Twelve artists elected to Aosdána
Association honours new members in artforms such as writing, drama, dance and film
Choreographer Liz Roche: among those admitted to Aosdána’s circle of 250 artists due to vacancies arising in the last year. Photograph: Brenda Fitzsimons
The 12 newly elected members are Kevin Barry (literature), Gerard Byrne (visual art), Pat Collins (visual art), Jim Doherty (music), Margo Harkin (visual art), Martin Lynch (literature), Gina Moxley (literature), Valerie Mulvin (architecture), Mairead O’hEocha (visual art), Arthur Riordan (literature), Liz Roche (choreography) and Jennifer Walshe (music).
It brings the Aosdána membership to 249. There was a tie for the last position. A postal ballot will decide the outcome.
Founded in 1981 Aosdána honours people who have made an outstanding contribution to the creative arts in Ireland. Membership is limited to 250 living artists working in architecture, choreography, music, literature and visual art. The cnuas, a €17,000 annual stipend, is paid to members in need.
In the past year, 13 Aosdána members died, including Micky Donnelly, Ciaran Carson, Ulick O’Connor, Tom MacIntyre, Sonja Landweer, Veronica Bolay, Joe Steve Ó Neachtain, Janet Mullarney, Tim Robinson, Michael Cullen, Eric Sweeney, Eugene McCabe and, most recently, Derek Mahon.
Living in Co Sligo, Kevin Barry is best known as the author of Night Boat to Tangier, Beatlebone and City of Bohane. Playwright Gina Moxley has written 18 plays over 30 years, including her recent The Patient Gloria staged at the Abbey Theatre.
Arthur Riordan has been both actor and playwright for over three decades, particularly in conjunction with the Rough Magic Theatre company which staged his Improbable Frequency, for instance. Gerard Byrne works in film and photography with a catalogue spanning 25 years. He represented Ireland at the 52nd Venice Biennale and currently holds a professorship at the art academy of the Staedelschule in Frankfurt.
Pat Collins has made over 30 films including his Oscar-nominated Songs of Granite (2017), a portrait of Joe Heaney. Other portrait films include A Private World (2004), about John McGahern and Tim Robinson: Connemara (2011).
Jim Doherty is one of Ireland’s most highly regarded jazz musicians and has been active since the early 1960s in trios, quartets and big bands. Margo Harkin is a film-maker based in Derry and was involved with the Field Day Theatre Company there from its beginning in 1980. Over a 12-year period from 1998, she made Bloody Sunday – A Derry Diary.
Playwright and architect
Playwright Martin Lynch grew up in Belfast’s docks area and was at one stage resident playwright at the city’s Lyric Theatre. One of his more recent works was The Miami Showband Story (2019) ,co-written with Marie Jones. He has written many plays in collaboration with communities.
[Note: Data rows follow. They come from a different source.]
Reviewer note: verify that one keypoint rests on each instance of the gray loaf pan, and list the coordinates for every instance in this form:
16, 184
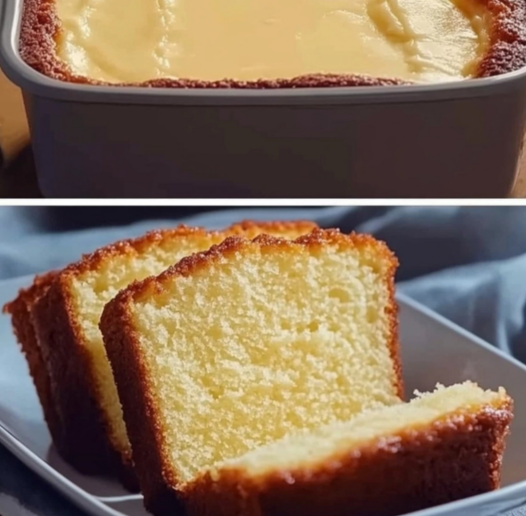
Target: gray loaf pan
460, 139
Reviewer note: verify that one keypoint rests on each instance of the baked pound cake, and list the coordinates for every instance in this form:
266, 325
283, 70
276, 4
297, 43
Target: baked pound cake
272, 43
248, 342
62, 314
440, 447
19, 309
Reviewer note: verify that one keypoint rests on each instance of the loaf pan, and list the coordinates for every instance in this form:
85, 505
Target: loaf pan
452, 140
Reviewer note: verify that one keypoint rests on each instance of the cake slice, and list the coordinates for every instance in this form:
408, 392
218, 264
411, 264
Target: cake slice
56, 322
19, 309
246, 343
440, 447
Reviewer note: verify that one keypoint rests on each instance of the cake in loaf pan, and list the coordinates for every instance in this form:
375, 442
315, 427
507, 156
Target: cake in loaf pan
246, 343
56, 322
273, 44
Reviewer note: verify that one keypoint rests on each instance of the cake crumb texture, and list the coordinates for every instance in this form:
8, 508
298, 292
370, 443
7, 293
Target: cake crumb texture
247, 343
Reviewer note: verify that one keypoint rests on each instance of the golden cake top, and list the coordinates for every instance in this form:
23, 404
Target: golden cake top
247, 40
Valerie Mulvin is a graduate of UCD school of architecture whose more recent work includes Blackrock Further Education Institute and Public Library, the Irish Architecture Foundation, the Trinity Long Room Hub and the James Ussher Library also in TCD.
Painter Mairead O’hEocha studied fine art at Goldsmith’s London and at NCAD. Recent exhibitions include Shaping Ireland, Landscapes in Irish Art at the National Gallery of Ireland last year.
Choreographer Liz Roche is co-founder and artistic director of Dublin-based Liz Roche Company. It has produced and toured over 20 of her works throughout Ireland and internationally. She directed Embodied, a series of five choreographed female proclamations commissioned by An Post/GPO for their 2016 celebrations.
Composer Jennifer Walshe was born in Dublin and studied at the Royal Scottish Academy of Music and Drama and Northwestern University, Chicago. Her music has been performed all over the world. Currently she is professor at the Hochschule für Musik und Darstellende Kunst in Stuttgart.